Readings: Exodus 16, Deuteronomy 8:3, John 6:1-58
It only took two months of wandering in the desolate wilderness, hungry and thirsty, for the newly freed Israelites to turn their eyes back toward Egypt. Slavery, at least, kept them fed.
So God offered them a bread from heaven called manna, with just one stipulation: They would gather only enough for one day at a time, except on the sixth day, when they would gather enough to last through the Sabbath rest. By faithfully stepping out each day to gather His provision, each and every evening they would "know that the LORD has brought you out of the land of Egypt; and in the morning you will see the glory of the LORD" (Exodus 16:6b-7a). This bread would sustain them as a people until they entered into the fruitful Promised Land forty years later.
Thousands of years later, near a little village called Capernaum on the shores of the Sea of Galilee, the Christ claimed for Himself the title, "Bread of Life" - much to the intrigue and outrage of those who knew the wilderness story so well.
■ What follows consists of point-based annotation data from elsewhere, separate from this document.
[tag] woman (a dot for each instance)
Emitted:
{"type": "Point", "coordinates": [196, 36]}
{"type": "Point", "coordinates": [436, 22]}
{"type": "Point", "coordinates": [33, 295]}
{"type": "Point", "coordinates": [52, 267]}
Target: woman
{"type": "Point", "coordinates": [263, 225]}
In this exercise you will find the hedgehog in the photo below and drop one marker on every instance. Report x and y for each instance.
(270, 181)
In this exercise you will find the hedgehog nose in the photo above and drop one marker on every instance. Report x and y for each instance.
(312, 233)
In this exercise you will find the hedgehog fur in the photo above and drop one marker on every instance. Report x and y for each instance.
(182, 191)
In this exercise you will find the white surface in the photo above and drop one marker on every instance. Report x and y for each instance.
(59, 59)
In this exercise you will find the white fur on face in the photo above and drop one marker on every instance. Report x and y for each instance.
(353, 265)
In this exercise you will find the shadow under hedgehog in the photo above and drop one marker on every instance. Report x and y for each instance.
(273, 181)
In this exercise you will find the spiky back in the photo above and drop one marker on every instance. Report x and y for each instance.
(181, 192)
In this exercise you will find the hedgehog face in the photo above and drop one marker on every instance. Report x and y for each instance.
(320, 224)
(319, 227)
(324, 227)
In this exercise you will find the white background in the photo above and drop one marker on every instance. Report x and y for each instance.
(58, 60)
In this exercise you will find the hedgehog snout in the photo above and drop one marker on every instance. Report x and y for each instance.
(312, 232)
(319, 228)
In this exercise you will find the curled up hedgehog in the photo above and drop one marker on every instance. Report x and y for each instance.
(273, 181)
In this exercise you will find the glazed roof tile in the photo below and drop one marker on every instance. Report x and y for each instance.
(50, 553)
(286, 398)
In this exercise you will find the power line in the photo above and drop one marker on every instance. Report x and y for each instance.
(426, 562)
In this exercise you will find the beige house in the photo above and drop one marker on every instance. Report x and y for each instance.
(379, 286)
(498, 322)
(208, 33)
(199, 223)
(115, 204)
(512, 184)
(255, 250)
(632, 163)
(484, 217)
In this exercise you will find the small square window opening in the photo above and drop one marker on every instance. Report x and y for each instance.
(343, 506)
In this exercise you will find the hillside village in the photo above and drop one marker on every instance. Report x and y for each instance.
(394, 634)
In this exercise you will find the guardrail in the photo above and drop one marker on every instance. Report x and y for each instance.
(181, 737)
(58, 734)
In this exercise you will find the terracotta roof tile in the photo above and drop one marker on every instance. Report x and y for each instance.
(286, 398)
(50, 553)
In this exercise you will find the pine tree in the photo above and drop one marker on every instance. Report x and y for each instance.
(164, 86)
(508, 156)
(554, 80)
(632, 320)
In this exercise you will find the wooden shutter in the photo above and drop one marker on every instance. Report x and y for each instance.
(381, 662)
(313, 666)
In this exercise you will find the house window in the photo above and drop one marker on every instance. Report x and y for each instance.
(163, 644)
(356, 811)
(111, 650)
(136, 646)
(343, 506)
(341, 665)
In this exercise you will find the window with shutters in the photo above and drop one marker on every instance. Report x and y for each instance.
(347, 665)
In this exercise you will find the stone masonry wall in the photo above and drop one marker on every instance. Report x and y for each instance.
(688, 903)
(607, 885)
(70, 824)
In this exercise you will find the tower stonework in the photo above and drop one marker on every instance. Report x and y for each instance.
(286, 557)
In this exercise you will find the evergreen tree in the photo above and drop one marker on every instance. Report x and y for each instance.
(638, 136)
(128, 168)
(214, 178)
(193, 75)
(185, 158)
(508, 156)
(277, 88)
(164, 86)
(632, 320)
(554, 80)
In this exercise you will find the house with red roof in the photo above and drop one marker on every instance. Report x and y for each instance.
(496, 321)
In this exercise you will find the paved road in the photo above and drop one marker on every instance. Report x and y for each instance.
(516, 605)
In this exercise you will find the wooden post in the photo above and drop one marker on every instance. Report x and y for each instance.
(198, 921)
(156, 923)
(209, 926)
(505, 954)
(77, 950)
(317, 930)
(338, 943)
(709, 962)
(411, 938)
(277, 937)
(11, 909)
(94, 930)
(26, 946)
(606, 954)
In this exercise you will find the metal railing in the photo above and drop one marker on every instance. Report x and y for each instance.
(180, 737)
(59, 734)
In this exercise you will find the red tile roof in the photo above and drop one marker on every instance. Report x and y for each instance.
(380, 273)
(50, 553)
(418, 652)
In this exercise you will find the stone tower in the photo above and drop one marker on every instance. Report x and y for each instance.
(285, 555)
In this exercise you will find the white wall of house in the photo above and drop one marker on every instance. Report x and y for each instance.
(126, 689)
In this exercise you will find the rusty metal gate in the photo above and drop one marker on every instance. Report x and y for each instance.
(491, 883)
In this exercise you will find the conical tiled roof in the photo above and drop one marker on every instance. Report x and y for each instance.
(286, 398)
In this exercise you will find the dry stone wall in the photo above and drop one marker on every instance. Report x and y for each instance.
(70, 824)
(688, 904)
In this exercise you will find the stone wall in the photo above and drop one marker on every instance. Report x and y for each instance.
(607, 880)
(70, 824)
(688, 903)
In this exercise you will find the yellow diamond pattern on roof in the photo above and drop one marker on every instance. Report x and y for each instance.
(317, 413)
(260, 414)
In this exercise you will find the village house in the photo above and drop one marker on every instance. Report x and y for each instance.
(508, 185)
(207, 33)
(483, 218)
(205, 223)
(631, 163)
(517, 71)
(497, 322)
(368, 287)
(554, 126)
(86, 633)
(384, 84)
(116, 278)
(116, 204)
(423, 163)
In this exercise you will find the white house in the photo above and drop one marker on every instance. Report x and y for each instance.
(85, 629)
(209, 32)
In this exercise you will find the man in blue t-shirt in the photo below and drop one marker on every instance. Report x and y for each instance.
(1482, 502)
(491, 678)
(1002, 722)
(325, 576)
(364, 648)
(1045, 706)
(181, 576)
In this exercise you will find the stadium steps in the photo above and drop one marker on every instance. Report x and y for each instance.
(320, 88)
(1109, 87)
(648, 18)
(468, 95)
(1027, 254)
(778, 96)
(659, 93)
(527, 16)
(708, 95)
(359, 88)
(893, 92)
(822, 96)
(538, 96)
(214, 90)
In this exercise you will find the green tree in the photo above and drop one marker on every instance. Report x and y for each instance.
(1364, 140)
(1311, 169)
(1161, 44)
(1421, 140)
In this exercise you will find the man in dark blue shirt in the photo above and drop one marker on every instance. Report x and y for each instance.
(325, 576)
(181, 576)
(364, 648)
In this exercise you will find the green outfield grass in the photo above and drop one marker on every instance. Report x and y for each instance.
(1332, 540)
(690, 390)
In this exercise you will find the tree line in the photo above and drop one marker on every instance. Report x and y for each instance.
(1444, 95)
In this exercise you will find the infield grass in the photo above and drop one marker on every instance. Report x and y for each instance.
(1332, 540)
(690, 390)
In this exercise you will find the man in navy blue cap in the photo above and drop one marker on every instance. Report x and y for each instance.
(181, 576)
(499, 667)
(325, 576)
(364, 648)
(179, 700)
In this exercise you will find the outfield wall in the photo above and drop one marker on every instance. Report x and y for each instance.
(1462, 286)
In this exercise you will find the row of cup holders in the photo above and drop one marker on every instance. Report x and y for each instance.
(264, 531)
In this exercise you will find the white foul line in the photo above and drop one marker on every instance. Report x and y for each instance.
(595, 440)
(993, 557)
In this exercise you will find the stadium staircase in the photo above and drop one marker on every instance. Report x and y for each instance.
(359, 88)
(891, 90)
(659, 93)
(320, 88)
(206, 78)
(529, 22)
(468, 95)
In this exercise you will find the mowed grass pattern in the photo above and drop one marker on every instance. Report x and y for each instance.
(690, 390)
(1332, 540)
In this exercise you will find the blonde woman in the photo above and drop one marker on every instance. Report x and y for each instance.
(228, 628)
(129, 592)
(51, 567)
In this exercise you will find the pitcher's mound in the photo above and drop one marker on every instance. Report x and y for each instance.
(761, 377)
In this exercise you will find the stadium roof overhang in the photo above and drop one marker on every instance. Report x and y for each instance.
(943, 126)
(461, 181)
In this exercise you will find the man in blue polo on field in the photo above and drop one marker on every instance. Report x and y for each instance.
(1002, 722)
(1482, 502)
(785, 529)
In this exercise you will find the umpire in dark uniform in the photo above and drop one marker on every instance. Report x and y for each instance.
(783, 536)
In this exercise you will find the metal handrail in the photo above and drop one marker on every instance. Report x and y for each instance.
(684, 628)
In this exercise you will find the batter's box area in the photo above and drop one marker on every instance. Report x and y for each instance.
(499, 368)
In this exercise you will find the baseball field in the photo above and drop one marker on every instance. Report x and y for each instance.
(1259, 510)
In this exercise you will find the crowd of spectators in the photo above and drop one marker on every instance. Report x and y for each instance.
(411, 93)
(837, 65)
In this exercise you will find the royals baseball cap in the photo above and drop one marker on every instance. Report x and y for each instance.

The Bread of Life - much like the manna of old, He is neither a luxury nor an option; rather, He is what we need, and need desperately, lest we die - or worse, turn back to our captivity to be filled.
He is the sustenance that God faithfully gives us, each and every day, for the long journey between our earthly liberation and our heavenly Promised Land.
He offered Himself up once in death so that He could offer Himself to us daily in life - just enough for that day's need, and just for the ones who go out in faith every morning to receive Him.
"As the living Father sent Me, and I live because of the Father, so he who eats Me, he also will live because of Me. This is the bread which came down out of heaven; not as the fathers ate and died; he who eats this bread will live forever."